Taylor qui a dirigé l'une des forces de guérilla les plus brutales dans la région pendant la première phase de la guerre civile de son pays (1989-1997), cherchera à être réélu l'année prochaine, après un mandat de cinq ans.

Mais son gouvernement, déjà à court d'argent à la suite des sanctions imposées par les Nations Unies, a été isolé par la guerre avec les rebelles qui se font appeler "Libériens unis pour la réconciliation et la démocratie" (LURD). Le conflit a continué pendant trois ans sans vainqueurs émergents.

Des centaines de civils ont été tués et des milliers forcés à l'exil comme réfugiés dans les pays voisins. Et la situation n'est guère meilleure au pays. On raconte que les salaires des agents de l'Etat ne sont pas payés depuis sept mois et que les services de base, comme l'eau et l'électricité, sont très rares.

"Le Liberia est manifestement un Etat manqué tel que représenté par le gouvernement de M. Taylor", commente le politicien de l'opposition, Dennis Kromah.

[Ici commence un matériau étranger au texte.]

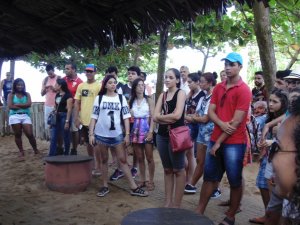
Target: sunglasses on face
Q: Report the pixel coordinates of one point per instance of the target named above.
(274, 149)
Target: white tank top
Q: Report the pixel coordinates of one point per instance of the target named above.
(142, 110)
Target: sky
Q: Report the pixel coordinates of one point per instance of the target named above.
(176, 58)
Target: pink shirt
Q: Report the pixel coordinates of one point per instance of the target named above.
(50, 95)
(227, 101)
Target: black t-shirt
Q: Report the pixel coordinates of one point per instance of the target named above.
(192, 102)
(61, 102)
(163, 128)
(126, 91)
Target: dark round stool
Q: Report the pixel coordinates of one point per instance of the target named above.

La guerre civile du Liberia a connu des hauts et des bas, avec des accusations échangées entre les deux parties, et le territoire changeant de mains de façon théâtrale. A un moment donné, il a semblé que les rebelles du LURD étaient sur le point d'envahir Monrovia.

La prise précaire, par le LURD, des principales villes stratégiques telles que Gbarnga dans le centre du Liberia et Trumansburg qui est encore plus proche de Monrovia, jette le doute sur la capacité de l'équipement rebelle à évincer Taylor. A présent, le gouvernement de Monrovia semble clairement avoir le dessus dans le conflit.

Il y a deux semaines, une conférence nationale de réconciliation a été convoquée à Monrovia, réunissant les quelques politiciens de l'opposition disponibles, des responsables du gouvernement et des activistes locaux. Les rebelles du LURD ont boycotté la conférence et ont également rejeté l'abrogation des lois de l'état d'urgence de Taylor.

L'éminent leader de l'opposition en exil, Ellen Johnson Sirleaf, s'exprimant depuis la capitale ivoirienne Abidjan, la semaine dernière, déclarait : "La levée de l'état d'urgence était une exigence fondamentale de la Conférence nationale de réconciliation, mais j'espère seulement qu'il n'y pas de disparitions et d'exécutions extrajudiciaires".

Mais Harry Greaves Jr., du Parti libérien d'action (opposition), lance un appel aux politiciens exilés pour qu'ils rentrent au pays s'ils veulent faire une bonne impression dans le processus politique du pays. "On ne peut pas diriger des Libériens qui sont au pays de Washington, d'Atlanta ou de New York", déclare-t-il, cité par le journal 'The News', lundi à Monrovia.

A la grande déception des Libériens, Taylor a rejeté les appels des dirigeants de la région selon lesquels il doit "reconsidérer sérieusement" l'intervention de la communauté internationale dans la résolution de la crise politique du Liberia.

"Il est paranoïaque et soupçonne toute démarche de la communauté internationale visant à s'engager dans la crise, de tentative de renversement de son régime", affirme Tom Nimleh, un activiste de la société civile à Monrovia.

Taylor a accusé les voisins du Liberia – la Guinée et la Sierra Leone – de soutenir les insurgés. Il a également accusé la Grande-Bretagne et les Etats-Unis de financer le conflit.

Ce qui est clair concernant la guerre, c'est que malgré les sanctions prises sur l'importation des armes et l'exportation des minéraux précieux tels que les diamants, le régime de Taylor reçoit toujours des armes et des munitions à travers les frontières perméables du Liberia. Et à cause de cela, il semble qu'il serait difficile aux rebelles d'assiéger Monrovia et d'évincer Taylor, lui-même étant un ancien rebelle.

Il y a également des allégations selon lesquelles d'anciens rebelles du Front révolutionnaire uni (RUF) en Sierra Leone aident le gouvernement libérien à combattre, comme mercenaires.

Ceci a suscité des inquiétudes à Freetown, la capitale de la Sierra Leone.

Et le gouvernement du président Ahmed Tejan Kabbah fait tout ce qui est en son pouvoir pour ne pas être impliqué dans le conflit libérien afin d'éviter des répercussions en Sierra Leone qui sort tout juste d'une guerre brutale d'une décennie.